CAISI Evaluation of DeepSeek AI Models Finds Shortcomings and Risks

30 Sep 2025 · NIST – AI News (topic 2753736) US

Concrete security and bias findings from a credible government evaluator give Australian agencies evidence-based grounds to assess or restrict DeepSeek use.

Key points

CAISI evaluated three DeepSeek models against four US frontier models across 19 benchmarks, finding DeepSeek lags on performance, cost, and security.
DeepSeek models were 12 times more susceptible to agent hijacking and responded to 94% of jailbreak attempts - versus 8% for US models.
Australian agencies using or considering DeepSeek models face directly analogous security and censorship risks highlighted in this evaluation.

Summary

NIST's Center for AI Standards and Innovation (CAISI) has published an evaluation of three DeepSeek models (R1, R1-0528, V3.1) against US frontier models from OpenAI and Anthropic. Key findings show DeepSeek trails on performance benchmarks, costs more per equivalent task, is far more vulnerable to agent hijacking and jailbreaking attacks, and propagates CCP-aligned narratives at four times the rate of US reference models. The evaluation was directed under President Trump's AI Action Plan and frames findings explicitly in national security terms. Despite these risks, DeepSeek model downloads have increased nearly 1,000% since January 2025, indicating widespread adoption in the global AI ecosystem.

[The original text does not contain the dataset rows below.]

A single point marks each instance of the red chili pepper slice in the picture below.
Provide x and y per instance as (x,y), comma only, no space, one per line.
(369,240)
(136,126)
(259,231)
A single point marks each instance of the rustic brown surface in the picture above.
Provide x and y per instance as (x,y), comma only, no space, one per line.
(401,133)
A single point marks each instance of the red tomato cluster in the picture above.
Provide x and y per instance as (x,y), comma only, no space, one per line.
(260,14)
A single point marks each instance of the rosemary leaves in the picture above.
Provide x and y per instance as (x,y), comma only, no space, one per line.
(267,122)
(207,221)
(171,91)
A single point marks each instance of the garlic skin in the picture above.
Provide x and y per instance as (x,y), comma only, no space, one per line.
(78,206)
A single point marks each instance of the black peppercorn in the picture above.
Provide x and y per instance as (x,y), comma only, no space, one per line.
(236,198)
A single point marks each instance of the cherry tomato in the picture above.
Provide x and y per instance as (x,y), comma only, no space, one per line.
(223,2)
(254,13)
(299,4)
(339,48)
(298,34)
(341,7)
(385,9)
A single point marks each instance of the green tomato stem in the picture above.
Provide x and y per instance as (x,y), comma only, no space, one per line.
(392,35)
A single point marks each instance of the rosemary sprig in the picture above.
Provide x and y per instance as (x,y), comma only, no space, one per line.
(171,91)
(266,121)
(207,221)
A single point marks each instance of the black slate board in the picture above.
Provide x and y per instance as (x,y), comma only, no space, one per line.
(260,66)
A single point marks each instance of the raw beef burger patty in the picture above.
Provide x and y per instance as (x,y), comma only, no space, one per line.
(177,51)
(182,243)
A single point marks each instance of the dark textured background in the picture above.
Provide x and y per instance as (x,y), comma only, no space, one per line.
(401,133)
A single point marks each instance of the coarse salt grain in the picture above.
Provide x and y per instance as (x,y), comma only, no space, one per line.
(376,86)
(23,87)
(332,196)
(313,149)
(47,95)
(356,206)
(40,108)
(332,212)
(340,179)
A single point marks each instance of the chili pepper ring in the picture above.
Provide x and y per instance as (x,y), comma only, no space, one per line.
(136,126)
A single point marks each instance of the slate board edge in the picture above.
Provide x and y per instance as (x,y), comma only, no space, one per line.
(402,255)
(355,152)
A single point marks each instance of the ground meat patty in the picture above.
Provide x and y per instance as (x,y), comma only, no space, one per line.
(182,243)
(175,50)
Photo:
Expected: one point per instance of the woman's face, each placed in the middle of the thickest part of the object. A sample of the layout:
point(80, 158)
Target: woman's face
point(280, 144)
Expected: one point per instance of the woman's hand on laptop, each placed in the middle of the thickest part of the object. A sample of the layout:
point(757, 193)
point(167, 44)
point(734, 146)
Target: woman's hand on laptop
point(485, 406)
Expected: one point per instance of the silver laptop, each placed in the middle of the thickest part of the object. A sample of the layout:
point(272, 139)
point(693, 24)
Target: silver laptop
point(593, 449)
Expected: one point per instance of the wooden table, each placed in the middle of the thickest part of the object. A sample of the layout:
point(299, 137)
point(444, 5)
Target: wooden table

Implications for Australian agencies

Consider Australian agencies that permit or are considering DeepSeek model use could assess whether CAISI's security findings - particularly jailbreak susceptibility and agent hijacking risk - are reflected in their AI risk frameworks.
Monitor DISR, DTA, and AISI may want to monitor whether the Australian Government intends to conduct or commission comparable evaluations of PRC-origin frontier models for use in federal contexts.

Implications are AI-generated. Starting points, not advice.